Desperrières was a frequent contributor to the Paris Salon from 1812. At her first recorded appearance she submitted a painting entitled Une jeune personne s’occupant de l’étude des Beaux-Arts (A young person studying the Fine-Arts) and a series of portraits. She submitted additional unnamed works in 1814 and 1817, again with a focus on portraiture.

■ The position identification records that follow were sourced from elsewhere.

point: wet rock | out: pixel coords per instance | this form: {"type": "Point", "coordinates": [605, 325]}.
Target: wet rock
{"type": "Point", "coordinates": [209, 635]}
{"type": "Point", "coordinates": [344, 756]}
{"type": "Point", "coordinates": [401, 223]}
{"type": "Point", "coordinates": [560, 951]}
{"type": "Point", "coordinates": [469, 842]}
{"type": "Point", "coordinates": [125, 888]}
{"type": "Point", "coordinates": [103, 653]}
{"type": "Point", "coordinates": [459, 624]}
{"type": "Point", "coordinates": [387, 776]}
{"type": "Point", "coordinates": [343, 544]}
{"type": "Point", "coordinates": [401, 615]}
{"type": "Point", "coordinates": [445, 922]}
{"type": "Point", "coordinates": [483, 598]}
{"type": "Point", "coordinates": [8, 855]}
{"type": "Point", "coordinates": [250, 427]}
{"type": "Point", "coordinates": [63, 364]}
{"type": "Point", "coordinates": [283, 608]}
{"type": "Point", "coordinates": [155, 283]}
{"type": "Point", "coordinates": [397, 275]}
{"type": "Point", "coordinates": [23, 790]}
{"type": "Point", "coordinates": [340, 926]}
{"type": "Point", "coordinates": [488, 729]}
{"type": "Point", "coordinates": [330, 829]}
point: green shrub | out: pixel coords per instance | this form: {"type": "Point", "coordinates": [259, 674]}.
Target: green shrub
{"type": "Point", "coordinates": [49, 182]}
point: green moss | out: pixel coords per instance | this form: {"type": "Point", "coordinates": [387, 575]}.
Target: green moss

Her final recorded Salon entries, in 1819, consisted of a number of portraits including a full-length portrait du Roi (Portrait of the King), and a portrait de S.A.R. Madame (Portrait of Madam Her Royal Highness). The latter of these was a full-length royal commission of the Duchess of Angoulême, delivered in 1818 and offered to the city of Bordeaux in 1823, where it reportedly stood in the Town Hall. The painting, measuring approximately 2.13 by 1.49 metres, depicts the princess in a white dress with jewels and a diamond tiara, seated before a red velvet throne embroidered with gold. Her hand rests on documents, including a map of Bordeaux dated 12 March 1814, marking the city's return to Bourbon control during the allied campaign that led to Napoleon's abdication and the subsequent restoration of the Bourbon monarchy.

In addition to her portraits of the Duchess of Angoulême, Desperrières' close professional connection to the Bourbon court is reflected in her subsequent portraits of Louis XVIII, Charles X, and the Duchess of Berry.